Traditional Chinese medicine (TCM) is a holistic and comprehensive system of health that views the body in accordance with nature. It puts the utmost importance on lifestyle choices and nutrition, and if these fail to bring the body into balance then it is time to look into herbs and acupuncture.
In TCM there is no distinct difference between food and medicine, meaning that food itself can sometimes be all the medicine you need. Food is viewed as a powerful tool to help create and maintain wellness.
In contrast with western medicine, the role of food and medicine in traditional Chinese medicine overlap. For example, a water melon is food, but it can also have a medical effect during hot days because of its hydrating properties.
The ancient clans of China, dating back to 2200 BC, started to discover the different medical values of herbs while they were still hunting and gathering. Some foods relieved their illness, some caused death. Over time, and in concourse with the growth of Chinese philosophy, medical theories were developed.
However, there are also some foods that are considered more “medicine” than “food,” for example, ginseng. When it comes to this “medicine,” a person should consult a practitioner, since eating it could make your body worse. Why? Foods have different natures, and all of us have different bodies that interact differently with different foods.
In traditional Chinese medicine, food is divided into four natures, called “siqi” (四氣) : cold 寒, cool 涼, neutral 溫 , warm and hot 熱 . The nature of food is not determined by their actual temperature, but rather by what effects they have on a person’s body after consumption. When a person continually eats one type of food, it creates an imbalance in their body, and affects their immune system. Thus, one of the keys in Chinese medicine is to keep our body “neutral.”
Foods that are warm and hot bring heat to our bodies — e.g. beef, coffee, ginger, hot chilies and fried foods — while cold and cool foods cool down our bodies– think of salad, cheese, green tea, and beer. Neutral foods are foods like oil, rice, pork and most kinds of fishes.

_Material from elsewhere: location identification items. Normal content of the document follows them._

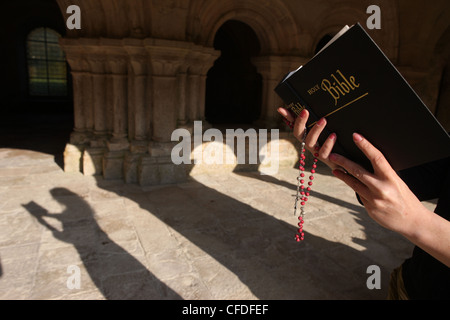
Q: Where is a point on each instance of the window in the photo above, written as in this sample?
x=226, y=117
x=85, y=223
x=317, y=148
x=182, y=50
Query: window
x=47, y=69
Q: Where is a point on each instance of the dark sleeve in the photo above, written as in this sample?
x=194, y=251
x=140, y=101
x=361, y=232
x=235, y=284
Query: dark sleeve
x=426, y=181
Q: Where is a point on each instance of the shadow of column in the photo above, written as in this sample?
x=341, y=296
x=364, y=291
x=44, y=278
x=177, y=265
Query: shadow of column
x=256, y=247
x=115, y=272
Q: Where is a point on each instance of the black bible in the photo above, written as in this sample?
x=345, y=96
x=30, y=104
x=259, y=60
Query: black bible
x=356, y=88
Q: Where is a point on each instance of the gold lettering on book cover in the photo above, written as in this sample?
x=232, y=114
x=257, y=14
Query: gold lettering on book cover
x=339, y=85
x=296, y=107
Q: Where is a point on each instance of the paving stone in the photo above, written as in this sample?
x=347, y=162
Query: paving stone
x=222, y=236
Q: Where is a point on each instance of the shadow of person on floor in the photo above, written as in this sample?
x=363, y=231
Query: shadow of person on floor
x=115, y=272
x=258, y=248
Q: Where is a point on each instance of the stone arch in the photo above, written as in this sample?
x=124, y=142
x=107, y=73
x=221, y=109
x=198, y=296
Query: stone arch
x=274, y=25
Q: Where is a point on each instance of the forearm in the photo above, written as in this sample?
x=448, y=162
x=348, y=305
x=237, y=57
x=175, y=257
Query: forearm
x=431, y=233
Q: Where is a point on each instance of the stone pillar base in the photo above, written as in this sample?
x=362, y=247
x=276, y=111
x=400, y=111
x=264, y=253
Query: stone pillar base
x=72, y=158
x=159, y=170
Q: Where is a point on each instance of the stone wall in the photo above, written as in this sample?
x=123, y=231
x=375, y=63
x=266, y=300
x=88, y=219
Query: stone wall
x=139, y=69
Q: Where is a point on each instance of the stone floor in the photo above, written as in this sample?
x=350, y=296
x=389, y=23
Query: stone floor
x=214, y=237
x=222, y=236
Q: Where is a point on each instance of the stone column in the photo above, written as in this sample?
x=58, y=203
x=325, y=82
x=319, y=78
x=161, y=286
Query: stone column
x=139, y=107
x=166, y=59
x=79, y=137
x=199, y=61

The purpose of eating is to find a neutral body state to enable the perfect flow of Qi through our bodies. So, we need to understand our body type first. As we are all uniquely made, our bodies are not all the same. Just the same way, different foods will have different properties that can be matched up to suit the different body types (體質). A person who has too much heat in their body usually feels hot, sweats all the time, is grumpy, has a swollen tongue, or could be constipated. People who have too much cold in their bodies appear pale, have cold hands and feet, might feel weak, or have bad blood circulation. When this happens, we are advised to stop eating that kind of food.